Artist's concept of Tiangong 1 (left) and Shenzhou 9 (right) in orbit. Credit: CMSEO
The maneuver is planned for about 0400 GMT (12 a.m. EDT) Sunday, according to the China Manned Space Engineering Office, a division of the Chinese military responsible for the country's human space endeavors.

The Shenzhou 9 astronauts rode their spacecraft to an automated docking with the Tiangong space lab Monday, two days after lifting off from northwest China atop a Long March rocket.. The crew has worked worked inside the module for more than five days, conducting engineering tests of the bus-sized laboratory and completing a series of medical experiments, according to Chinese space officials.

The crew is commanded by Jing Haipeng, a veteran of a previous spaceflight. Liu Yang, China's first female space flier, and pilot Liu Wang round out the crew.
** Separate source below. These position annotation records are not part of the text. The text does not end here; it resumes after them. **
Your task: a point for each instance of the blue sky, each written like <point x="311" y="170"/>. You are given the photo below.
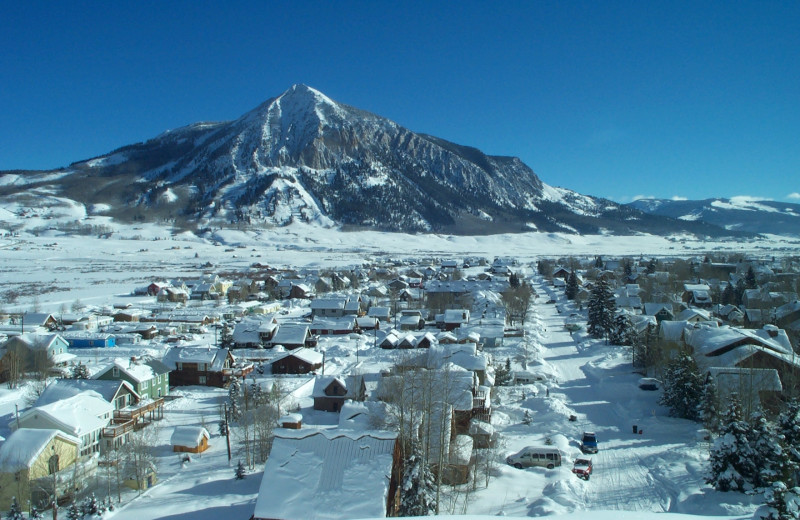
<point x="613" y="99"/>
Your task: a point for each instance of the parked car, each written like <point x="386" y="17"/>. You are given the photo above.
<point x="589" y="442"/>
<point x="529" y="456"/>
<point x="582" y="468"/>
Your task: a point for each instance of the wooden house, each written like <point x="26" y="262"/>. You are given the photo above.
<point x="189" y="439"/>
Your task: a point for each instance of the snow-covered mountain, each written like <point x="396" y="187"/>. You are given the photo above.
<point x="304" y="157"/>
<point x="738" y="213"/>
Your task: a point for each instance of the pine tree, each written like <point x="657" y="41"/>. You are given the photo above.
<point x="234" y="392"/>
<point x="89" y="506"/>
<point x="15" y="512"/>
<point x="789" y="427"/>
<point x="708" y="411"/>
<point x="417" y="495"/>
<point x="728" y="297"/>
<point x="731" y="458"/>
<point x="768" y="447"/>
<point x="80" y="371"/>
<point x="241" y="471"/>
<point x="781" y="503"/>
<point x="750" y="278"/>
<point x="73" y="512"/>
<point x="683" y="388"/>
<point x="601" y="310"/>
<point x="571" y="290"/>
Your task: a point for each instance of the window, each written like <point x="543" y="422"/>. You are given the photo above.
<point x="52" y="464"/>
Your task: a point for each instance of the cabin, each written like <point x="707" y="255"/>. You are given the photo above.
<point x="189" y="439"/>
<point x="316" y="465"/>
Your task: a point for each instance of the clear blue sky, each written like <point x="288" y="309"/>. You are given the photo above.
<point x="614" y="99"/>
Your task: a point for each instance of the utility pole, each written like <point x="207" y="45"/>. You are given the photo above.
<point x="227" y="432"/>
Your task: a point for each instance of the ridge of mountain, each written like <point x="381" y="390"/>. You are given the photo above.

The astronauts have also exchanged messages with their families on Earth since they arrived at Tiangong 1, according to the state-run Xinhua news agency.

A spokesperson with the China Manned Space Engineering Office said the astronauts were in good condition and all systems were operating normally. China released video of Liu Yang riding a stationary exercise bike inside the Tiangong 1 module.

Liu Wang took manual control of the lab's attitude control system, testing his ability to control the orientation of the 60-foot-long docked complex of Shenzhou 9 and Tiangong 1.

Liu Wang and Jing Haipeng simulated the piloted docking procedure more than 1,500 times before launch, according to Wu Ping, a spokesperson for China's manned space program.

The Shenzhou 9 crew. Credit: CMSEO
The 43-year-old Liu Wang is a senior colonel in the Chinese Air Force with 1,000 hours of safe flying time. He was selected for astronaut training in 1998.

The Shenzhou 9 astronauts will spend another four or five days inside Tiangong 1 after Sunday's docking before departure. Shenzhou 9 expected to land in northwest China's Inner Mongolia autonomous region June 29, Chinese time.

The manual docking maneuver is crucial for China's future space aspirations, which include the launch of a larger man-tended Tiangong space lab in a few years. But first, China plans another crewed flight to Tiangong 1 within a year.

China plans to launch a larger space station around 2020 to potentially house permanent inhabitants.

Tiangong means heavenly palace in English, while Shenzhou is translated as divine craft.

The two spacecraft connect through a docking system similar to the Russian-designed APAS system, which was used in the joint U.S.-Soviet Apollo-Soyuz Test Project, the assembly of the Russian space station Mir and by space shuttles visiting the International Space Station.

The androgynous docking system is designed so either spacecraft can be active or passive. Shenzhou 9 will be the active vehicle during docking, with Liu using visual and sensor inputs to adjust the capsule's approach.

The Shenzhou docking system is designed to automated or manual dockings on missions with a crew on-board.

China says that a modified version of the docking system could permit Shenzhou capsules to attach to the ISS if the country was ever invited to join the multinational research laboratory.

But U.S. law prevents NASA from partnering with China.